Although the electronic component chips 5 housed in each cavity 3 are usually of the same type, electronic component chips 5 of different types may be housed in the cavity 3. In this case, different types of electronic component chips 5 may be stored in one cavity 3, or electronic component chips 5 of the same type may be stored in one cavity 3; There may be ways to change it depending on the situation. In any case, if the storage mode of the electronic component chips 5 is selected so that the electronic component chips 5 are ejected in the order in which they are mounted, one or a relatively small number of electronic component chip storage cassettes 1 can be used. , a chip mounting process can be performed. Therefore, for example, the distance that the suction chuck 28 must be moved can be shortened, so that the chip mounting process can be sped up and setup changes can be easily performed.

Further, in the illustrated embodiment, each cavity 3 extends linearly, but it may extend curvedly.

In addition, although the electronic component chip storage cassette 1 is oriented vertically in FIG. 3 when performing the chip mounting process, it may be oriented horizontally instead.

Further, in the illustrated embodiment, a cavity 3 is formed in the case 2 in the shape of a groove, and the upper opening of the cavity 3 is closed by a lid 4. This has the advantage of facilitating the manufacture of the electronic component chip storage cassette 1, but if such an advantage is not desired, a cavity closed in advance including the top opening may be provided in the case. You can do it like this.

In addition, the lid 4 is divided into a peripheral wall 6, an outer peripheral wall 7, and an inner peripheral wall 8, and while the peripheral wall 6 is fixed to the case 2, the outer peripheral wall 7 is
and the inner circumferential wall 8 may be rotatably combined with the case 2, respectively.

In this case, if the air hole 10 formed in the inner circumferential wall 8 has a size that does not allow the electronic component chip 5 to pass through, such an air hole 10 is provided corresponding to each cavity 3. However, the inner peripheral wall 8 may also be fixed to the case 2.

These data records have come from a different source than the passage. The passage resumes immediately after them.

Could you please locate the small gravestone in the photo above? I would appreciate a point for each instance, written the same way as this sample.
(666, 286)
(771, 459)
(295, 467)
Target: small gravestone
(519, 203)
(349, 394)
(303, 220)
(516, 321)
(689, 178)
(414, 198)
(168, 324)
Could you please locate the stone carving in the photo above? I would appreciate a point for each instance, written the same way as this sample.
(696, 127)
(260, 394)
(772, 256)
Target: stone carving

[Brief explanation of the drawing]

FIG. 1 is a front view showing an electronic component chip storage cassette 1 according to an embodiment of the present invention, with a lid 4 partially cut away. FIG. 2 is a sectional view taken along the line ■--■ in FIG. 1. FIG. 3 is a schematic cross-sectional view showing a state in which a chip mounting process is being performed using the electronic component chip storage cassette 1. In the figure, 1 is an electronic component chip storage cassette, 2 is a case, 3 is a cavity, 4 is a lid, 5 is an electronic component chip,
9 is a chip outlet, 10 is an air hole, and 11 is a center hole.

Claims (1)

[Claims] The case includes a plurality of electronic component chips, and a case provided with a cavity for accommodating the plurality of electronic component chips, each facing a predetermined direction, the case having a disc shape. None, a plurality of the cavities are provided to extend radially in the disc-shaped case, and each of the cavities accommodates a plurality of the electronic component chips, each oriented in a predetermined direction. , Electronic component chip storage cassette.